Dynamic directed functional connectivity as a neural biomarker for objective motor skill assessment
Journal:
arXiv
Published Date:
Feb 19, 2025
Abstract
Objective motor skill assessment plays a critical role in fields such as
surgery, where proficiency is vital for certification and patient safety.
Existing assessment methods, however, rely heavily on subjective human
judgment, which introduces bias and limits reproducibility. While recent
efforts have leveraged kinematic data and neural imaging to provide more
objective evaluations, these approaches often overlook the dynamic neural
mechanisms that differentiate expert and novice performance.
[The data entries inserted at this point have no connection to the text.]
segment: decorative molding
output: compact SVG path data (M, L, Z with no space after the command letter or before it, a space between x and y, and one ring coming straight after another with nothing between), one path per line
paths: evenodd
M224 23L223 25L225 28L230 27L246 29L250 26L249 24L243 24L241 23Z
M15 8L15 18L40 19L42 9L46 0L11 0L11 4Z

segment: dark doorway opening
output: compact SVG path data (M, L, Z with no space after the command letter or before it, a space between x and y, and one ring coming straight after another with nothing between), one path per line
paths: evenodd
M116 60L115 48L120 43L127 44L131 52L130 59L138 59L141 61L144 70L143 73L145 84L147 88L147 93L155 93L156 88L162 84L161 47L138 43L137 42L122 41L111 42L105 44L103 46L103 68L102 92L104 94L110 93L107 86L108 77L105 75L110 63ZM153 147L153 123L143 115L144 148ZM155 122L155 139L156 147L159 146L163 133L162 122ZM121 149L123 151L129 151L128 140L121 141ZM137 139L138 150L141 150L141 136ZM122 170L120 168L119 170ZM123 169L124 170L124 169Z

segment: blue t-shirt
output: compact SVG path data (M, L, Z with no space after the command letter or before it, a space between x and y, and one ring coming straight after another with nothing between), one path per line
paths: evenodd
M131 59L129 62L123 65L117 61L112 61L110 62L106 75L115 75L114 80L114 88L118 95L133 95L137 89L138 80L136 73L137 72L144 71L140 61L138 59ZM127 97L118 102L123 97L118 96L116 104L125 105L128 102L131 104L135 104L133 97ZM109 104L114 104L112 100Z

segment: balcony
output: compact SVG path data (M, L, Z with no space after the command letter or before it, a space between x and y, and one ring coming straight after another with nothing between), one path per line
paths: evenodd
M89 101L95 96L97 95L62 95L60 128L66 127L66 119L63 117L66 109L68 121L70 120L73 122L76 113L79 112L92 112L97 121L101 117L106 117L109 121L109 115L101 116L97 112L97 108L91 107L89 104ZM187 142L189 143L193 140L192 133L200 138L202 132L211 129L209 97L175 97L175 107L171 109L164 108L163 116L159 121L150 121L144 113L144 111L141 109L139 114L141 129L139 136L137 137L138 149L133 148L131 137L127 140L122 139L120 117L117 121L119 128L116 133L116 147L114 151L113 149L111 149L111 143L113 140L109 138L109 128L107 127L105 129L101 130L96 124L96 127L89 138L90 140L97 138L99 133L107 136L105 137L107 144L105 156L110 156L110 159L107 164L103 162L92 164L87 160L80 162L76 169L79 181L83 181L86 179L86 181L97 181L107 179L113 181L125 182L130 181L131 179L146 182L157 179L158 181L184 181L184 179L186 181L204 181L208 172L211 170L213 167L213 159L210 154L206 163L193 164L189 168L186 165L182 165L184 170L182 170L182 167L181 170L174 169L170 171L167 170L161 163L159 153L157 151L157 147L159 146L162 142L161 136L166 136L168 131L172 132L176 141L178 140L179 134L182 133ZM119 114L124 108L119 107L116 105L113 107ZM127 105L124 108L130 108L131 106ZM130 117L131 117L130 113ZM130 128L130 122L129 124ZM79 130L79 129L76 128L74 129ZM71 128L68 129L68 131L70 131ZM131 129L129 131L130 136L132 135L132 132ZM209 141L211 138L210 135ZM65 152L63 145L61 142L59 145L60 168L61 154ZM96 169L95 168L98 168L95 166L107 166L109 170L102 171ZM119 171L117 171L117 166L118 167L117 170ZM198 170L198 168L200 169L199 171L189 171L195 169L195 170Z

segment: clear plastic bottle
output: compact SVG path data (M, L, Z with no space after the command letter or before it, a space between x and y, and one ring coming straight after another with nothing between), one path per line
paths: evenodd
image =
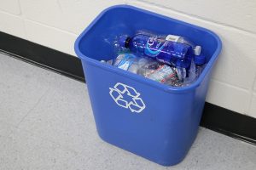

This study
proposes a novel method for motor skill assessment based on dynamic directed
functional connectivity (dFC) as a neural biomarker. By using
electroencephalography (EEG) to capture brain dynamics and employing an
attention-based Long Short-Term Memory (LSTM) model for non-linear Granger
causality analysis, we compute dFC among key brain regions involved in
psychomotor tasks. Coupled with hierarchical task analysis (HTA), our approach
enables subtask-level evaluation of motor skills, offering detailed insights
into neural coordination that underpins expert proficiency. A convolutional
neural network (CNN) is then used to classify skill levels, achieving greater
accuracy and specificity than established performance metrics in laparoscopic
surgery. This methodology provides a reliable, objective framework for
assessing motor skills, contributing to the development of tailored training
protocols and enhancing the certification process.